Just for yuks, I asked “What does “condemned to repeat it” mean?”
In 15 seconds, this is what came back:
“The phrase "condemned to repeat it" is often used to refer to the idea that history has a tendency to repeat itself, and that if we do not learn from the mistakes of the past, we are doomed to repeat them. The phrase is often attributed to the philosopher George Santayana, who wrote in his book "The Life of Reason" that "Those who cannot remember the past are condemned to repeat it." This means that if we do not learn from the events of the past, we will be doomed to make the same mistakes again in the future. The phrase is often used to encourage people to study and learn from history in order to avoid repeating the same mistakes.
It's not a scintillating answer, but it’s on point and plausible. Let me just say that I have seen worse answers from college freshmen.
There are still quite a few limitations and rough spots, but, like all machine learning; it will get better fast. Indeed, that is the whole point of ChatGPT: to train the machine to do better.

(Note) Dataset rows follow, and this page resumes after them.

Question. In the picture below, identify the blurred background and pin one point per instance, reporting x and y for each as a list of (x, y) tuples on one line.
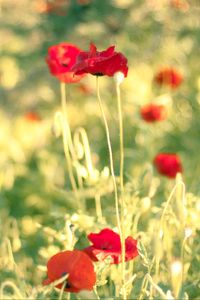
[(152, 34)]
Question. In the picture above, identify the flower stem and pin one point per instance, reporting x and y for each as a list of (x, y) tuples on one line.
[(121, 136), (110, 155), (67, 137), (98, 208)]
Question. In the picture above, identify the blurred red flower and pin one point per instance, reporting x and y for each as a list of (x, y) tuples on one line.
[(107, 243), (57, 7), (170, 77), (153, 112), (75, 263), (60, 59), (168, 164), (101, 63), (32, 117)]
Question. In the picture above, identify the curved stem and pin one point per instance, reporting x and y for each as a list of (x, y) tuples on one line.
[(111, 157), (121, 136), (67, 140)]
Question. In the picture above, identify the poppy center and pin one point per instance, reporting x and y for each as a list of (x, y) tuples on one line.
[(67, 285), (98, 74)]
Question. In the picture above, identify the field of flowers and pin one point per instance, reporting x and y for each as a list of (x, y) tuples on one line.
[(99, 149)]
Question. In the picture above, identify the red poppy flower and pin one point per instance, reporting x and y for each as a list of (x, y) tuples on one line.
[(107, 243), (170, 77), (101, 63), (75, 263), (153, 112), (168, 164), (32, 117), (60, 59)]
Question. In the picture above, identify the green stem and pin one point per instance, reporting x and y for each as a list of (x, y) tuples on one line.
[(67, 137), (110, 155), (121, 186)]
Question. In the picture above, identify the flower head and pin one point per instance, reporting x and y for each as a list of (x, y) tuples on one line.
[(60, 59), (100, 63), (77, 265), (168, 164), (107, 243), (153, 112), (169, 77)]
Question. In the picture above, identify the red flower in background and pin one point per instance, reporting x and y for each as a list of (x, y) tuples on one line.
[(60, 59), (107, 243), (170, 77), (32, 117), (168, 164), (75, 263), (153, 112), (101, 63)]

This public splash has engendered all sorts of chat about the coming age of AI (as to which, see my post from August, 2021 here). But, I’m not going to go down the road of bewailing the end of humanity etc, etc; nor go into detailed analyses of the current state of AI in general or ChatGPT in particular. It’s way too early to be parsing the answers it’s giving at this stage. We (society in general) need to pay attention and start thinking about how to handle this capability. There are a wide range of implications; not least: how to deal with the “It must be true, I read it on the internet!” in our truth-challenged discourse. But let’s not panic quite yet.
Even for those of us in the teaching (or, more precisely, the evaluating/assessing/grading) biz, the challenge is rapidly approaching, but not imminent. Simply put, if a student can grab the prompt from a take-home essay exam (which I usually use) and drop it into their friendly I responder, will I get back anything I can use to understand what the student actually absorbed out of the course? Do I really want to spend twenty minutes chasing down the source of any individual answer to an exam? Grading is already draining enough.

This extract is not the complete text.